Re: Drastic jump in the time required for the test suite

Jeff King <peff@xxxxxxxx> · Thu, 20 Oct 2016 08:31:11 -0400

On Thu, Oct 20, 2016 at 12:17:33PM +0200, Johannes Schindelin wrote:

> If you want to know just how harmful this reliance on shell scripting is
> to our goal of keeping Git portable: already moving from Linux to MacOSX
> costs you roughly 3x as long to run the build & test (~12mins vs ~36mins
> for GCC, according to https://travis-ci.org/git/git/builds/159125647).

Wait, shell scripts are slow on MacOS now?

Perhaps, but it seems more likely that one or more of the following is
true:

  - setup of the OS X VM takes longer (it does; if you click-through to
    the test results, you'll see that the "make test" step goes from
    647s on Linux to 1108s on MacOS. That's much worse, but not even
    twice as slow, let alone 3x).

  - Travis Linux and OSX VMs do not have identical hardware.

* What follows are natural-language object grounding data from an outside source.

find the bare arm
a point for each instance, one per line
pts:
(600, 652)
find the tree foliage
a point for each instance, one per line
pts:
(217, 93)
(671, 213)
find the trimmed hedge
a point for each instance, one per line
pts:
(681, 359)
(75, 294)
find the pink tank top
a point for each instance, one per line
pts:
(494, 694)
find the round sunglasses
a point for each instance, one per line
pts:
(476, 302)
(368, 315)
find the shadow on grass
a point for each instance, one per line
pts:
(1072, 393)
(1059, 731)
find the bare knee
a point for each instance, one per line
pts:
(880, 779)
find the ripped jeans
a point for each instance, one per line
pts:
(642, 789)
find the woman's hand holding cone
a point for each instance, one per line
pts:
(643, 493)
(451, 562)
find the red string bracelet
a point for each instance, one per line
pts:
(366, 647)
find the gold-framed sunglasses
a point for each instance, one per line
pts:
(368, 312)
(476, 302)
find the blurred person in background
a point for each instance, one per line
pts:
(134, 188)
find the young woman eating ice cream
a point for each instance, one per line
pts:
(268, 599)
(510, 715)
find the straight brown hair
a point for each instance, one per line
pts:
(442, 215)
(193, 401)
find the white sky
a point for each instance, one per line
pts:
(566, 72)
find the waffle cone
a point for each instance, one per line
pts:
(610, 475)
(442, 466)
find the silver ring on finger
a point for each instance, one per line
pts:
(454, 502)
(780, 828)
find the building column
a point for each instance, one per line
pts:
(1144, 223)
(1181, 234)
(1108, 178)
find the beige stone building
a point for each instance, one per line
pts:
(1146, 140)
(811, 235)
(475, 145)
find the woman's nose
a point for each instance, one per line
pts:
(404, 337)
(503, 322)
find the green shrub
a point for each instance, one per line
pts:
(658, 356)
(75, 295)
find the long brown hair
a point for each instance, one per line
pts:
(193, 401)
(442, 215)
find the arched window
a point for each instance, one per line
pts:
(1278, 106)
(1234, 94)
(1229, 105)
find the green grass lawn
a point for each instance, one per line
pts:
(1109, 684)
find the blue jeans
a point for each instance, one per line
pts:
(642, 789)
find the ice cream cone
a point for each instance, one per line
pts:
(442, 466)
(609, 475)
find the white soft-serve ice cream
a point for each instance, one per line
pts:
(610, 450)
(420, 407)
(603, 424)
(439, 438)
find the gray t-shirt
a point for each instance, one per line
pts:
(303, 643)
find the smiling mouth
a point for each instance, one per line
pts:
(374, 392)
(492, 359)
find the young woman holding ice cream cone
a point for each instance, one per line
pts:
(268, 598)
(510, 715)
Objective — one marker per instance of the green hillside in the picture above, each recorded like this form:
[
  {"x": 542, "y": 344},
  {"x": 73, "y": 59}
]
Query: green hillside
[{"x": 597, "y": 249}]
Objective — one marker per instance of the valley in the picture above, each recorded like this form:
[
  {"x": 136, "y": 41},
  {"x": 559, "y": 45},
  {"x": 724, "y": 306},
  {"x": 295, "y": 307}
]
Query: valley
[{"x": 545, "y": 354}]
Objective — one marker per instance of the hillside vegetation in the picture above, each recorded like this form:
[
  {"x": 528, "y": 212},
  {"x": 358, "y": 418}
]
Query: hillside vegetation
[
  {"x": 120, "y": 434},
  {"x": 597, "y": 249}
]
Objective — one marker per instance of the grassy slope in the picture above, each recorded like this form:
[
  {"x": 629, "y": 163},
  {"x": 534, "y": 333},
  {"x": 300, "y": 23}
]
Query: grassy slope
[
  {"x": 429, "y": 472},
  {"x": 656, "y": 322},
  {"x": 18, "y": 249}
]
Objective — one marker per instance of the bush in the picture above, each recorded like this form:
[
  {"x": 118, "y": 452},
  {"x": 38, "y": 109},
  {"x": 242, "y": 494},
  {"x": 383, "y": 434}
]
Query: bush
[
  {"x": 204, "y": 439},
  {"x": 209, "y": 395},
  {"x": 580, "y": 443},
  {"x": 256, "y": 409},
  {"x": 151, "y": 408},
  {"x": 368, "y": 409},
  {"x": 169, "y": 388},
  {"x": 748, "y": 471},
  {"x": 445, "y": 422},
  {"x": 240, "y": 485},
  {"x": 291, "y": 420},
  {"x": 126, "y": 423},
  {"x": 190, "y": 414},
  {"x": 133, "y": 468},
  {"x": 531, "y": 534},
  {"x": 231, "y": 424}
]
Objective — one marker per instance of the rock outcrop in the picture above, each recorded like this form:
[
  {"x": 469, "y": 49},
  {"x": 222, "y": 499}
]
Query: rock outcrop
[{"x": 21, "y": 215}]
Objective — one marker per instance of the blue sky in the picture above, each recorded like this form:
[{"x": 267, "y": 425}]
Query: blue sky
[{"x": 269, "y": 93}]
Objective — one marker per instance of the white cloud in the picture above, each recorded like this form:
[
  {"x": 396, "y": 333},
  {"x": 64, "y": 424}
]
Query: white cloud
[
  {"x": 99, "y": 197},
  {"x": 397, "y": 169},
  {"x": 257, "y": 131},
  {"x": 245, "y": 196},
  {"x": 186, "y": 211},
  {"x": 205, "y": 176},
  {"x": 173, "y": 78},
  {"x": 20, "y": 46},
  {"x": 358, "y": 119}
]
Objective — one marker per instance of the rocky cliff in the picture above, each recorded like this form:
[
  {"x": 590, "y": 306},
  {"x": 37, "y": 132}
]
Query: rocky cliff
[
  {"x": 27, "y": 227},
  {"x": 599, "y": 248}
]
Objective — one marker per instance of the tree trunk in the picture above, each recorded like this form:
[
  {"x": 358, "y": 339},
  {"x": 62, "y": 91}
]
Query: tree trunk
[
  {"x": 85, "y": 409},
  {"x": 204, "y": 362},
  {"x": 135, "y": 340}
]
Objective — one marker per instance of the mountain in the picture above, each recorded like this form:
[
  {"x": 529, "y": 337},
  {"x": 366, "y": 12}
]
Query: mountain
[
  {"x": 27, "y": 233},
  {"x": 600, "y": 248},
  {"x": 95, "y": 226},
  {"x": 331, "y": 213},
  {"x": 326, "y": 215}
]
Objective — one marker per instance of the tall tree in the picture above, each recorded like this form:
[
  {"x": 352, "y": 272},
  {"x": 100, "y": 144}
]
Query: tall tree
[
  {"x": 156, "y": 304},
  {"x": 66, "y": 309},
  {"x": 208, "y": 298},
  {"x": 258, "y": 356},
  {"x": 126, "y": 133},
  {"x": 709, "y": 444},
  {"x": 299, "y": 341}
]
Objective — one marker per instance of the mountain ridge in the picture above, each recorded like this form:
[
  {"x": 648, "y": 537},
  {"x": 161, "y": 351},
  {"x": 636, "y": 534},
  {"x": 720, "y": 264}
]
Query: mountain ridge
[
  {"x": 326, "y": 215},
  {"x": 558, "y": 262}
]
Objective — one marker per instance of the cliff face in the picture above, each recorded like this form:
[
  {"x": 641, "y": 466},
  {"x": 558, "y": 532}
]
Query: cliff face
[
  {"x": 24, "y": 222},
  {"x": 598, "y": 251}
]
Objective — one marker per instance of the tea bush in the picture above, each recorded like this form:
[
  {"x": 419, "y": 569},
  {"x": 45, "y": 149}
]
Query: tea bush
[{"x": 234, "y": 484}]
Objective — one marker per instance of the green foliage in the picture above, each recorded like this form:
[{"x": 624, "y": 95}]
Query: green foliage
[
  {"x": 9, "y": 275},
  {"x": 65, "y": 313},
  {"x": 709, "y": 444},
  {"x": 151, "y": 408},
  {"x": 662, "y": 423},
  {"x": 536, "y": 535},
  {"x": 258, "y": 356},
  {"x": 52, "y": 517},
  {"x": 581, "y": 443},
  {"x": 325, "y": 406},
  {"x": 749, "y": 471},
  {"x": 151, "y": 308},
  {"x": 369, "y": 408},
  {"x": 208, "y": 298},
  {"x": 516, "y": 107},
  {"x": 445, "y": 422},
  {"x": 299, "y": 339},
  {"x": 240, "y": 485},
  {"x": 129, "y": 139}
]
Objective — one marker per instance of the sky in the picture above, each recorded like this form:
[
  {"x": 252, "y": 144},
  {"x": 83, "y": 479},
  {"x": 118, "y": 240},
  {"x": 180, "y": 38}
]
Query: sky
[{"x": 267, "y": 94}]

Looking at
    https://docs.travis-ci.com/user/ci-environment/, it appears that
    Linux containers get twice as many cores.

  - Git performance on Linux may be better than MacOS. The test suite is
    very filesystem-heavy because it creates and destroys a lot of files
    and repositories. If the kernel vfs performance is worse, it's
    likely to show up in the test suite (especially if the issue is
    latency and you aren't doing it massively in parallel).

    I don't have a real way to measure that, but it seems like a
    plausible factor.

So that sucks that the MacOS Travis build takes a half hour to run. But
I don't think that shell scripting is the culprit.

> So the only thing that would really count as an improvement would be to
> change the test suite in such a manner that it relies more on helpers in
> t/helper/ and less on heavy-duty shell scripting.
> 
> Of course, if you continue to resist (because the problem is obviously not
> affecting you personally, so why would you care), I won't even try to find
> the time to start on that project.

I'm not sure what you mean by "resist". The tests suite has been a set
of shell scripts for over a decade. As far as I know there is not
currently a viable alternative. If you have patches that make it faster
without negatively impact the ease of writing tests, I'd be happy to see
them.  If you have more t/helper programs that can eliminate expensive
bits of the shell scripts and speed up the test run, great. If you have
some other proposal entirely, I'd love to hear it.  But I do not see
that there is any proposal to "resist" at this point.

I'm also not entirely convinced that the test suite being a shell script
is the main culprit for its slowness. We run git a lot of times, and
that's inherent in testing it. I ran the whole test suite under
"strace -f -e execve". There are ~335K execs. Here's the breakdown of
the top ones:

$ perl -lne '/execve\("(.*?)"/ and print $1' /tmp/foo.out | sort | uniq -c | sort -rn | head
 152271 /home/peff/compile/git/git
  57340 /home/peff/compile/git/t/../bin-wrappers/git
  16865 /bin/sed
  12650 /bin/rm
  11257 /bin/cat
   9326 /home/peff/compile/git/git-sh-i18n--envsubst
   9079 /usr/bin/diff
   8013 /usr/bin/wc
   5924 /bin/mv
   4566 /bin/grep

Almost half are running git itself. Let's assume that can't be changed.
That leaves ~180K of shell-related overhead (versus the optimal case,
that the entire test suite becomes one monolithic program ;) ).

Close to 1/3 of those processes are just invoking the bin-wrapper
script to set up the EXEC_PATH, etc. I imagine it would not be too hard
to just do that in the test script. In fact, it looks like:

  make prefix=/wherever install
  GIT_TEST_INSTALLED=/wherever/bin make test

might give you an immediate speedup by skipping bin-wrappers entirely.

The rest of it is harder. I think you'd have to move the test suite to a
language like perl that can do more of that as builtins (I'm sure you'd
enjoy the portability implications of _that_).  It would almost be
easier to build a variant of the shell that has sed, rm, cat, and a few
others compiled in.

-Peff

PS I haven't kept up with all of this POSIX-layer stuff that's been
   announced in Windows the past few months. Is it a viable path forward
   that would have better performance (obviously not in the short term,
   but where we may arrive in a few years)?